I've been using my DVMC in the corner of the lounge next to my IC-705 as opposed to being the Shack and so I've normally got my PC tablet in my hand. This allows me to have the Pi-Star browser open, giving me convenient access to any changes that I want to make...
Finding this on FaceBook for £175 was a real bargain, because filling an ML&S Basket with the same goods would result in a bill of £460 😦😦😦
There are people out there who hate NON-RF radios. People who mock them. People who would rather not play radio unless their signal comes down an antenna. But I'm not one of them. I see them as true rag-chewing devices. I enjoy listening to ham operators and engaging with them via any means, be it an RF Radio, a Hotspot, a PC or a combination. I enjoy experimenting with anything that comes under the umbrella of Ham Radio.
So in summary, I'd recommend this radio without any hesitation! Having said that, I only paid 38% of the normal price, so that will influence my opinion somewhat.

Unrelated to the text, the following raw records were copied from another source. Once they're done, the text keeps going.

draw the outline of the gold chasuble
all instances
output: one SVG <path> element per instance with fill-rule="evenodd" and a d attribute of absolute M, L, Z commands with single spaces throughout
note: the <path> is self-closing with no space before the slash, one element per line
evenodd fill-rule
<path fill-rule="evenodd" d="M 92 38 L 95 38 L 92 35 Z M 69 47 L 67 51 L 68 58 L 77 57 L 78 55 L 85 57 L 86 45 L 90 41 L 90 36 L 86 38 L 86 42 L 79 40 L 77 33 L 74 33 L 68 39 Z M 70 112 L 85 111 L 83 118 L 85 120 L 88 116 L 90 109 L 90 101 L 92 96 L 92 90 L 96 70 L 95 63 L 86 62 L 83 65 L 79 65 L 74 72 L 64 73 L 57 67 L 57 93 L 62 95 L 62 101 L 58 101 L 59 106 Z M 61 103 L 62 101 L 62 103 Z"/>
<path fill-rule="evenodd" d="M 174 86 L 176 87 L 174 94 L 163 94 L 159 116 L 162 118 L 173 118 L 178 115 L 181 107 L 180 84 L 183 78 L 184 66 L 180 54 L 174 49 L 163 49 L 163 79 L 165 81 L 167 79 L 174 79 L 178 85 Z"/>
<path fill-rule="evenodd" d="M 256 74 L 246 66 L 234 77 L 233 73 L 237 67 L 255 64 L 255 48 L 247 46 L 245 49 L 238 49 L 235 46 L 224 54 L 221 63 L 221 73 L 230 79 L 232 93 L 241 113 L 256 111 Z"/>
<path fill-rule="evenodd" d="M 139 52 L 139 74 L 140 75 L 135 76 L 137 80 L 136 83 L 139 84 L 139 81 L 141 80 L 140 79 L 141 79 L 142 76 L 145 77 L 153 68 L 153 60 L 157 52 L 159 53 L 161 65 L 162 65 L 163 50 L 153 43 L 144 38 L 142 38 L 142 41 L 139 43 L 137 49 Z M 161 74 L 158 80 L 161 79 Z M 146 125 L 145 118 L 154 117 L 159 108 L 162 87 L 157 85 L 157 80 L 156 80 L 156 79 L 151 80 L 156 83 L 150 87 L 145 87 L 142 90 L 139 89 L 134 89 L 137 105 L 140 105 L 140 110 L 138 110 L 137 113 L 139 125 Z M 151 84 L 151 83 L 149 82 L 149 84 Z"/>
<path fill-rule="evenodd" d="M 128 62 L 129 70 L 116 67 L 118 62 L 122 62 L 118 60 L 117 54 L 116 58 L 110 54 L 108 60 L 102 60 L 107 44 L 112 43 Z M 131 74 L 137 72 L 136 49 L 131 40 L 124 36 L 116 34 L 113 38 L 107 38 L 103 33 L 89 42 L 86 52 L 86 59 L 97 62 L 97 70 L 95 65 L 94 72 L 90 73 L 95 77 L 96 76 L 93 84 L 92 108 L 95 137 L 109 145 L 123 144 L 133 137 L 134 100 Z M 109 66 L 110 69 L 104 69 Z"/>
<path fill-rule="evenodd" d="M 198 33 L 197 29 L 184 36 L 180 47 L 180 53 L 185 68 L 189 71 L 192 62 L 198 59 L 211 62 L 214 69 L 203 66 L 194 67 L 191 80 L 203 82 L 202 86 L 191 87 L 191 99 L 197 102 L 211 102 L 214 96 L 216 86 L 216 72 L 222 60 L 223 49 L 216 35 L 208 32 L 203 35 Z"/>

If you happen to have an MH-48 mic hanging around and don't mind connecting the radio to your existing power-supply, then a standalone DVMEGA CAST will only cost you £320 new. That's pretty good value for money - I can certainly think of a few things that cost me more which gave me less entertainment. It's got me onto DMR without all the (apparent) hassle of codeplugs and programming. Result!
To give you an idea of the quality of voice transmission, below is a video of Gregg (K6EGG) talking to me on Reflector 1C in December 2021. The video should start at the point where I'm (M7MCQ) about to respond to Gregg's call, but if it doesn't, just skip to 13mins.
- Cabled (RJ45) or Wi-fi to internet connected.
- No RF connection or repeater needed!
- Webinterface based configuration option.
- 2.4" touch screen for setup and control.
- Support Yaesu MH-48 with keypad for control.
- Rotary encoder for volume and multi-functionality.
- Embedded high-end CPU on dedicated mainboard.
- Support D-Star, DMR, and C4FM mode.
- Integrated Original DVSI AMBE3000.
- Easy to use web-based upgrade utility.
- Support a DVMEGA-pi radio for Hotspot functionality.
- Supports an internal DVStick30 for AMBE-server.
- Low power consumption 12VDC (2.1 mm Barrel Connector).
- Colourful speaker indicator for status.
- 3.5mm external speaker connection.
- High performance 3 watt speaker
- Extra USB-connections available for future use.
- Solid full-metal powder coated housing
- Lifetime free Software updates.
Thanks for visiting. Leave a comment.
73, Tom, M7MCQ.
No RF connection...no amateur radio
I know PLENTY of Licensed Operators who enjoy chats with other Licensed Operators on Network Radios when RF hasn't been available to them for whatever reason. Who are you to judge them??